Arundinaria alabamensis
- Conservation status: Vulnerable (NatureServe)

Scientific classification
- Kingdom: Plantae
- Clade: Tracheophytes
- Clade: Angiosperms
- Clade: Monocots
- Clade: Commelinids
- Order: Poales
- Family: Poaceae
- Genus: Arundinaria
- Species: A. alabamensis
- Binomial name: Arundinaria alabamensis Triplett

= Arundinaria alabamensis =

- Genus: Arundinaria
- Species: alabamensis
- Authority: Triplett
- Conservation status: G3

Species of bamboo

Arundinaria alabamensis is bamboo species commonly known as Tallapoosa cane. The plant species is endemic to Alabama and is primarily found in the east-central part of the State, mainly the Piedmont Upland physiographic province. Currently, A. alabamensis is the 4th species of native bamboo in the USA.

== Description ==
Arundinaria alabamensis grows from 3–8 ft in height, with erect and tillering internodes. The nodes are solitary with one bud per node on a triangular shoulder of the prophyll ciliate. The culm leaves at mid-culm are shorter, but become increasingly longer towards the culm apex. The alternating leaves are triangular to linear, evergreen, pubescent both above and below. Like most other north American woody bamboos, the rhizomes of A. alabamensis are leptomorphic. The growing tips of the new rhizomes travel horizontally for a short distance and then turn upward to form a new culm, indicating a sympodial branching pattern.

== Habitat ==
Arundinaria alabamensis can mainly be found in oak-hickory forests and woodlands.
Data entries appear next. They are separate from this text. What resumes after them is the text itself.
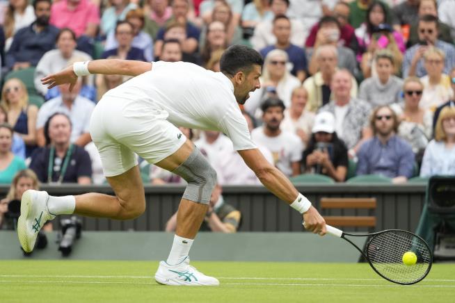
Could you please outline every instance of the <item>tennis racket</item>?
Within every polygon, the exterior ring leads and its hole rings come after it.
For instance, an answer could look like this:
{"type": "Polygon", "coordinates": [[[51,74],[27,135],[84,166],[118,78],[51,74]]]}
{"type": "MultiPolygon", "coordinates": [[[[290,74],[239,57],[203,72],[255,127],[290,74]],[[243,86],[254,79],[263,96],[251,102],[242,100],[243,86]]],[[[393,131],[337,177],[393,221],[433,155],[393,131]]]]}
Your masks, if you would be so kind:
{"type": "Polygon", "coordinates": [[[420,236],[400,229],[388,229],[362,235],[347,234],[326,225],[327,232],[342,238],[352,244],[368,261],[373,270],[383,278],[403,285],[414,284],[422,281],[431,269],[433,255],[426,242],[420,236]],[[365,252],[354,244],[351,237],[368,237],[365,252]],[[417,262],[406,265],[403,255],[412,252],[417,256],[417,262]]]}

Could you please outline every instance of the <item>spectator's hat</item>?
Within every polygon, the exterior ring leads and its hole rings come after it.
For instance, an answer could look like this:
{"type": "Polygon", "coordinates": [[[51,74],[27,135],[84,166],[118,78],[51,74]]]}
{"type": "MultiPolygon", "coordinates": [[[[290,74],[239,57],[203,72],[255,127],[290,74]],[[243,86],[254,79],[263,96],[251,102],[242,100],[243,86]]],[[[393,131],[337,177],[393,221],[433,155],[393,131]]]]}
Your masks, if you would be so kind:
{"type": "Polygon", "coordinates": [[[332,113],[324,111],[316,115],[312,132],[314,133],[319,131],[333,133],[335,131],[335,117],[332,113]]]}

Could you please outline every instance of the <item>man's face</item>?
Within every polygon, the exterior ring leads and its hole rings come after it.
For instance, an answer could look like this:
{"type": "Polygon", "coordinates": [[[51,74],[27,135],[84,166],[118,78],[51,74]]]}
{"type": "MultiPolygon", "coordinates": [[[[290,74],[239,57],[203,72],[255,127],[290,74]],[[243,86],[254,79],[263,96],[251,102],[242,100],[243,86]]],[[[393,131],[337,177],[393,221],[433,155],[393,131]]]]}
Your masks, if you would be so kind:
{"type": "Polygon", "coordinates": [[[54,116],[49,124],[49,138],[54,144],[70,142],[71,124],[68,118],[63,115],[54,116]]]}
{"type": "Polygon", "coordinates": [[[163,47],[160,60],[166,62],[182,61],[182,48],[178,43],[166,43],[163,47]]]}
{"type": "Polygon", "coordinates": [[[271,106],[262,114],[265,126],[271,131],[277,131],[285,117],[281,106],[271,106]]]}
{"type": "Polygon", "coordinates": [[[418,26],[419,40],[428,41],[434,44],[438,39],[438,28],[435,22],[419,22],[418,26]]]}
{"type": "Polygon", "coordinates": [[[284,18],[278,19],[273,24],[273,32],[278,43],[288,43],[291,36],[291,22],[284,18]]]}
{"type": "MultiPolygon", "coordinates": [[[[240,73],[241,72],[239,72],[240,73]]],[[[250,97],[250,92],[254,92],[261,88],[259,77],[261,76],[261,67],[254,65],[248,73],[242,73],[241,79],[238,79],[237,75],[234,76],[236,83],[234,85],[234,95],[239,104],[244,104],[246,99],[250,97]]]]}

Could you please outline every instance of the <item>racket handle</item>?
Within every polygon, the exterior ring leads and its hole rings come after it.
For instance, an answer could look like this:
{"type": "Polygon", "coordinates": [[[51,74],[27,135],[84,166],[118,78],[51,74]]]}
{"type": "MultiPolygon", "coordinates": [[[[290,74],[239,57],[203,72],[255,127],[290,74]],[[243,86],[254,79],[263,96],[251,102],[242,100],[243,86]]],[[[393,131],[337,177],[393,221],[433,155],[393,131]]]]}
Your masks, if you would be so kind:
{"type": "Polygon", "coordinates": [[[327,229],[327,233],[330,234],[332,236],[335,236],[335,237],[341,238],[342,236],[343,236],[343,231],[341,229],[338,229],[337,228],[333,227],[333,226],[330,226],[328,224],[326,224],[326,228],[327,229]]]}

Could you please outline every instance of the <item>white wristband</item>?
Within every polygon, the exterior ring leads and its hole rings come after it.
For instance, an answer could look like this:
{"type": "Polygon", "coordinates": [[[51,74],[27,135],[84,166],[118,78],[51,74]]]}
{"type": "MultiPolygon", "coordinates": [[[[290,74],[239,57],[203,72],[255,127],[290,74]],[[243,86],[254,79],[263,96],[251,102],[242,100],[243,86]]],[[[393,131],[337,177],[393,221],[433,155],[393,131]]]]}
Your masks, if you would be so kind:
{"type": "Polygon", "coordinates": [[[311,202],[303,195],[299,193],[297,199],[291,204],[291,207],[300,213],[303,213],[308,211],[308,209],[311,207],[311,202]]]}
{"type": "Polygon", "coordinates": [[[74,72],[74,74],[76,74],[76,76],[88,76],[90,74],[90,72],[88,72],[88,63],[90,61],[85,61],[85,62],[75,62],[72,65],[72,70],[74,72]]]}

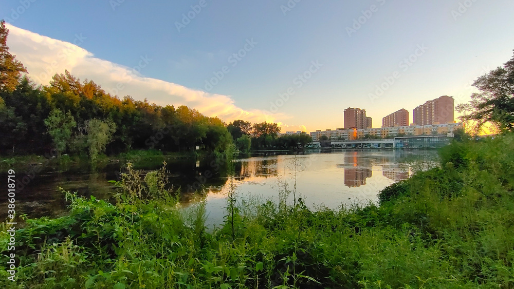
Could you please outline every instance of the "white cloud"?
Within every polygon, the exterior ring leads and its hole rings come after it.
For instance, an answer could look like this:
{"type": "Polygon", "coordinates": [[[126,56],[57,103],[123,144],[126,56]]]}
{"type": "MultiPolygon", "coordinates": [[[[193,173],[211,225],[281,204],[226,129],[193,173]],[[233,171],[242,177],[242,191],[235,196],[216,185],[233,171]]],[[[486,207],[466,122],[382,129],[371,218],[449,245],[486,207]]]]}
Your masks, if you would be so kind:
{"type": "MultiPolygon", "coordinates": [[[[187,105],[205,115],[218,117],[227,122],[239,119],[252,123],[266,121],[277,122],[283,130],[292,128],[278,121],[279,118],[288,118],[283,114],[258,109],[245,110],[236,106],[229,96],[144,77],[138,72],[141,67],[129,68],[95,57],[92,53],[80,47],[84,41],[87,41],[82,34],[76,34],[72,44],[8,24],[6,26],[9,29],[8,45],[10,52],[23,63],[31,79],[36,83],[47,85],[55,73],[63,73],[67,69],[76,77],[93,80],[107,92],[120,98],[130,95],[134,99],[146,98],[149,102],[160,105],[187,105]]],[[[149,61],[157,61],[146,59],[145,62],[145,55],[142,55],[138,60],[141,67],[149,61]]],[[[305,129],[303,126],[295,127],[300,130],[302,130],[300,128],[305,129]]]]}

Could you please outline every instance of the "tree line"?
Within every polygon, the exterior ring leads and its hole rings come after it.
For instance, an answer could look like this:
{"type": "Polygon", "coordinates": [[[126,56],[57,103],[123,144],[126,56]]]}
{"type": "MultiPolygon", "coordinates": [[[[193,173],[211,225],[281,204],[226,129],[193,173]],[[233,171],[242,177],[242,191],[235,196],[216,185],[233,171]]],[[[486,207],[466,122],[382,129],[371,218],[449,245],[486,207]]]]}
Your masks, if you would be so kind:
{"type": "Polygon", "coordinates": [[[236,147],[242,152],[250,150],[290,149],[302,148],[312,141],[305,132],[294,134],[279,135],[280,128],[276,123],[252,124],[242,120],[234,121],[227,127],[236,147]]]}
{"type": "Polygon", "coordinates": [[[0,155],[55,149],[59,155],[86,152],[94,159],[133,149],[199,148],[217,155],[233,143],[243,151],[306,143],[305,136],[278,140],[276,123],[240,120],[227,125],[183,105],[161,106],[130,95],[120,99],[67,70],[56,73],[48,85],[36,86],[9,52],[8,33],[0,22],[0,155]]]}

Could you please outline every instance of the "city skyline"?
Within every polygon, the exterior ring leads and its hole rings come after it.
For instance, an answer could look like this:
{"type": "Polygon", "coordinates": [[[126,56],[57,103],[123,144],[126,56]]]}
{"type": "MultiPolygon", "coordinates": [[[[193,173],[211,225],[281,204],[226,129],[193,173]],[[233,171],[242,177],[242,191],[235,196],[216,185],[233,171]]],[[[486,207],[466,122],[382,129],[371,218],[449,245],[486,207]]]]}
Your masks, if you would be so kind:
{"type": "Polygon", "coordinates": [[[120,98],[185,104],[227,123],[275,122],[283,132],[340,127],[348,107],[379,127],[439,95],[467,102],[472,82],[514,48],[508,25],[493,21],[514,24],[506,1],[466,11],[442,0],[29,2],[5,2],[0,17],[36,83],[68,69],[120,98]]]}

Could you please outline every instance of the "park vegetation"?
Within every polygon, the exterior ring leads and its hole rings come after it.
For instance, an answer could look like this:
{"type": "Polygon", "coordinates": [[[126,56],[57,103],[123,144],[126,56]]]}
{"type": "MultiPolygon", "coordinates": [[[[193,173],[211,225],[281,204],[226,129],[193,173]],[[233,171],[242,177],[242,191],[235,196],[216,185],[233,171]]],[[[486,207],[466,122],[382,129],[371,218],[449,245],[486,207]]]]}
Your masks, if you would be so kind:
{"type": "Polygon", "coordinates": [[[244,136],[237,134],[234,127],[249,123],[236,121],[227,126],[185,106],[161,106],[130,95],[120,99],[68,71],[56,73],[47,85],[36,86],[24,74],[27,71],[23,65],[9,53],[8,32],[5,22],[0,22],[3,156],[48,154],[54,149],[58,157],[85,155],[95,161],[105,153],[138,150],[195,155],[197,148],[204,155],[218,157],[233,143],[247,152],[272,146],[289,149],[310,141],[305,135],[296,142],[279,141],[280,128],[267,122],[245,127],[244,136]]]}

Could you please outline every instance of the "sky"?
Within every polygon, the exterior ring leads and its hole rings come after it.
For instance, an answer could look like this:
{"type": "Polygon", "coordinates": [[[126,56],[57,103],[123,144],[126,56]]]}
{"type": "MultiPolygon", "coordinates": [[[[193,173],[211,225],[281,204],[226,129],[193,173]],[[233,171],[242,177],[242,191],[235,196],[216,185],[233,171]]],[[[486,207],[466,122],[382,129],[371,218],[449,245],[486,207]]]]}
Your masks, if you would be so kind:
{"type": "Polygon", "coordinates": [[[373,127],[452,96],[514,49],[511,0],[0,0],[34,82],[68,69],[108,92],[282,132],[373,127]]]}

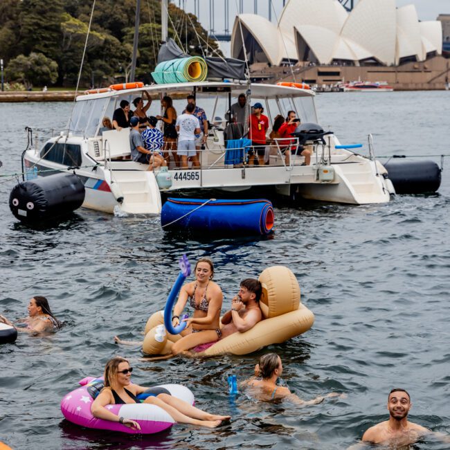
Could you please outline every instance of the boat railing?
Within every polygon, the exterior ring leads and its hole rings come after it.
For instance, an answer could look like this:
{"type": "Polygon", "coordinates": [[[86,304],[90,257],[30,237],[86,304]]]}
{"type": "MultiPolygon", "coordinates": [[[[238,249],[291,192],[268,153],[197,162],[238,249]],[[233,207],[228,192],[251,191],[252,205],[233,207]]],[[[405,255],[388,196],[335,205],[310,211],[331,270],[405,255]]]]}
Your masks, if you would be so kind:
{"type": "Polygon", "coordinates": [[[375,158],[375,150],[373,145],[373,136],[372,136],[372,133],[369,133],[367,138],[369,144],[369,159],[373,161],[373,163],[375,166],[375,174],[377,174],[377,177],[379,177],[379,173],[378,172],[378,166],[377,165],[377,159],[375,158]]]}

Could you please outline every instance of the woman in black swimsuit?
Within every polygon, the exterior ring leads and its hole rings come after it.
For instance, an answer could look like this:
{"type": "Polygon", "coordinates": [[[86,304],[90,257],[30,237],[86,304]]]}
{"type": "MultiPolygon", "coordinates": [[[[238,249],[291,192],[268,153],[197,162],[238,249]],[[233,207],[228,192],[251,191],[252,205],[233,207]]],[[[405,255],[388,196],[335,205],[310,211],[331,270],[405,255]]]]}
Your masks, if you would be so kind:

The species can also grow along hillside seepages, less typically in more mesic sites, seeps, and sometimes along perennial streams with sandy and loamy soil.

== Conservation ==
Arundinaria alabamensis is endemic to Alabama, particularly in the Piedmont Upland physiographic province of four counties including Cleburne, Lee, Macon, and Randolph; roughly tracking the Tallapoosa watershed. Although A. alabamensis appears to be apparently secure and harbor more genetic diversity compared to other bamboo species, further research need to be conducted to fully grasp the gene pools and the distribution of the species within the given geographical areas. The ecology of the areas in which this new species is located also needs to be surveyed so that the conservation status and the threats facing A. alabamensis are clearly documented.